Publication

Hyperautomation Artificial Intelligence

2022 A Comparative Study of Statistical Validation Metrics with Consideration of Variance to Address Type II Errors in Statistical Model Validation

본문

Journal
Structural and Multidisciplinary Optimization
Author
Hyejeong Son, Hyunhee Choi, Wongon Kim, Byeng D. Youn*, and Guesuk Lee*
Date
2022-02
Citation Index
SCIE (IF: 3.6, Rank: 17.0%)
Vol./ Page
Vol. 65, pp. 63
Year
2022

Abstract


Statistical model validation (SMV) evaluates the accuracy of a computational model’s predictions. In SMV, hypothesis testing is used to determine the validity or invalidity of a prediction, based on the value of a statistical validation metric that quantifies the difference between the predicted and observed results.

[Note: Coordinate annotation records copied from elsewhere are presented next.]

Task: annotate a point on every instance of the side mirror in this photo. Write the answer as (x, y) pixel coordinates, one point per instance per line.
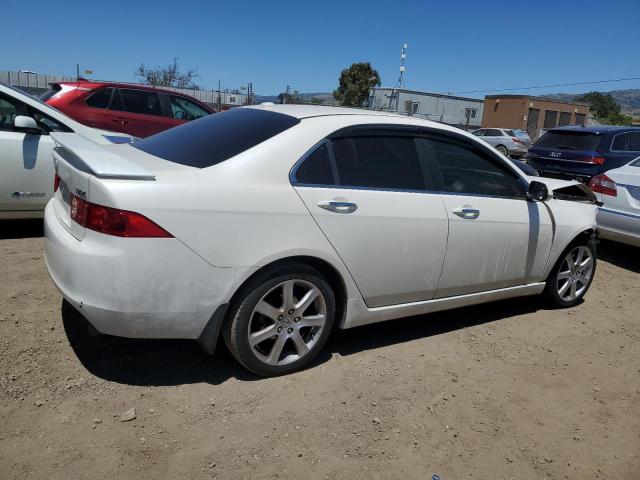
(26, 124)
(538, 191)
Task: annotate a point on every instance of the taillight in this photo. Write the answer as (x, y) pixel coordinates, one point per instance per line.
(604, 185)
(113, 221)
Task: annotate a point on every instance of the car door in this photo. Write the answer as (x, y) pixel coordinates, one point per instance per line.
(369, 194)
(26, 178)
(497, 238)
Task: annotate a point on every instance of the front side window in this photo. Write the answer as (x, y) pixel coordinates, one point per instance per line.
(184, 109)
(140, 101)
(385, 162)
(467, 170)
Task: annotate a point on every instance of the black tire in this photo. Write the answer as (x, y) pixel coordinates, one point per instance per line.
(237, 326)
(551, 290)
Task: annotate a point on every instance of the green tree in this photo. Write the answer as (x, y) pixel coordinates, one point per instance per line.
(169, 76)
(355, 83)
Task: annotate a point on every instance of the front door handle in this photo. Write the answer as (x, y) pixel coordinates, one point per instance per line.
(467, 213)
(338, 207)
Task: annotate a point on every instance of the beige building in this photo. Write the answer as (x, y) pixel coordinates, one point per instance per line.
(531, 113)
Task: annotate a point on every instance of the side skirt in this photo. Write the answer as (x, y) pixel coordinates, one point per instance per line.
(359, 314)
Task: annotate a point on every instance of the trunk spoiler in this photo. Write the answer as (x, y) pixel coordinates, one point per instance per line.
(95, 159)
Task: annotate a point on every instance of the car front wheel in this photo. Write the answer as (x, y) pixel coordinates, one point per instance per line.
(281, 320)
(572, 275)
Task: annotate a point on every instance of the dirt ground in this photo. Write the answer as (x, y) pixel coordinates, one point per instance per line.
(499, 391)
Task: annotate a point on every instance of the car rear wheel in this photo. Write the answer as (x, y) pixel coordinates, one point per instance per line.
(503, 150)
(572, 275)
(281, 320)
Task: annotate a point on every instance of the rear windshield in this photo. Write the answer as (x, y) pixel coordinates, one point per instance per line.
(217, 137)
(566, 140)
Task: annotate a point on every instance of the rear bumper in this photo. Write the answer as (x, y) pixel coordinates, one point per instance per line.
(619, 226)
(131, 287)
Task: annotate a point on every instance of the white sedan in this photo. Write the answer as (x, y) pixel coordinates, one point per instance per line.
(26, 166)
(273, 224)
(619, 190)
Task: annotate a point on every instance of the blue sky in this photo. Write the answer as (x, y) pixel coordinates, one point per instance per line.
(454, 46)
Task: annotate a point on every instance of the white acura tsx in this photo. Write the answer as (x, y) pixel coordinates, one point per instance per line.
(273, 224)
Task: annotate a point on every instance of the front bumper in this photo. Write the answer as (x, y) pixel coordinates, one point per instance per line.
(133, 287)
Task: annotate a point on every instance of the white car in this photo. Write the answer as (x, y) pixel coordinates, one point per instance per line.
(273, 224)
(26, 166)
(619, 191)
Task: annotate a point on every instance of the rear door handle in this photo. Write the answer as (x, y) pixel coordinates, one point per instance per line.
(338, 207)
(467, 213)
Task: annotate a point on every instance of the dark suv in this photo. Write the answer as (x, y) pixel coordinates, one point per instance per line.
(583, 152)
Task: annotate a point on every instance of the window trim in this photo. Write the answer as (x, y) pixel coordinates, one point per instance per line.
(613, 140)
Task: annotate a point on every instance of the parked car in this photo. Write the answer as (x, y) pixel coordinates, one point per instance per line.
(134, 109)
(509, 142)
(619, 191)
(272, 224)
(26, 160)
(581, 153)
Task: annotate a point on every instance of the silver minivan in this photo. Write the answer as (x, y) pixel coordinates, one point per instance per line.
(509, 142)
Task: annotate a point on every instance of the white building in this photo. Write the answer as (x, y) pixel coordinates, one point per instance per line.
(459, 111)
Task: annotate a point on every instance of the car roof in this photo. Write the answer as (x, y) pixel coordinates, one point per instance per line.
(307, 111)
(594, 128)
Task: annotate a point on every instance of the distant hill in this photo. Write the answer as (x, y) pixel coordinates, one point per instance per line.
(629, 100)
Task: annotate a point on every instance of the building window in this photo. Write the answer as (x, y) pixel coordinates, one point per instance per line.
(550, 119)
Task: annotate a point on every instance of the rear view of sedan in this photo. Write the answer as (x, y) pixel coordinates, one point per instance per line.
(619, 190)
(271, 225)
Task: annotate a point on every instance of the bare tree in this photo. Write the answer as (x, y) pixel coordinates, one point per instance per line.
(169, 76)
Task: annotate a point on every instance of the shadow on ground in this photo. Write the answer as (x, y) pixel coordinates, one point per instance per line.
(177, 362)
(620, 255)
(15, 229)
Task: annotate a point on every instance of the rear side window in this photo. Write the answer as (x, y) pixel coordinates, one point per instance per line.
(386, 162)
(316, 168)
(216, 138)
(569, 140)
(101, 98)
(469, 171)
(141, 101)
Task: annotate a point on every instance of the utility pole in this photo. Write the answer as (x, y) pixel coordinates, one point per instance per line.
(219, 99)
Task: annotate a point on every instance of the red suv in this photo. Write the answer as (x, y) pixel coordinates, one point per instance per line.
(134, 109)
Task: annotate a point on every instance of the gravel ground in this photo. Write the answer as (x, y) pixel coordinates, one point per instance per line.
(504, 390)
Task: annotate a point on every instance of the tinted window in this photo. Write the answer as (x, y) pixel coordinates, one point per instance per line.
(100, 99)
(141, 101)
(378, 162)
(216, 138)
(184, 109)
(316, 168)
(569, 140)
(467, 170)
(628, 142)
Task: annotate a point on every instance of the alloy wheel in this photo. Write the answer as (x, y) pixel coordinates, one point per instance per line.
(575, 273)
(287, 322)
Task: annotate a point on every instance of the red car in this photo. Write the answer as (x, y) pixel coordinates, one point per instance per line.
(134, 109)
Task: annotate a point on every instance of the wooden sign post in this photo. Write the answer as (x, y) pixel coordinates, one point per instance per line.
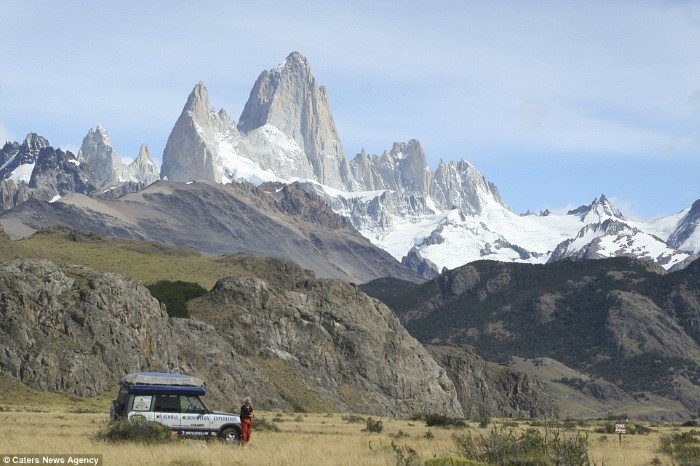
(619, 430)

Errors in hypothesis testing decisions are troublesome when evaluating the accuracy of a computational model, since an invalid model can be used in practical engineering design activities and incorrect results in these settings may lead to safety issues. The overall goal of this paper is to provide a recommendation for statistical validation metrics appropriate for accurate SMV. For this, this paper compares various statistical validation metrics to highlight those that show the less errors in hypothesis testing. The resulting work provides a statistical validation metric that is sensitive to a discrepancy in the mean or variance of the two distributions from predictions and observations. In particular, this study considers unknown parameters in a prediction model, which represent the primary source of invalidity, to understand the ability of statistical validation metrics to deal with Type II errors in hypothesis testing. Statistical validation metrics examined in this study include Kullback–Leibler divergence, area metric with U-pooling, Bayes factor, likelihood, probability of separation, and the probability residual. Overall, this paper provides a summary of feasible statistical validation metrics, along with related scientific discussion.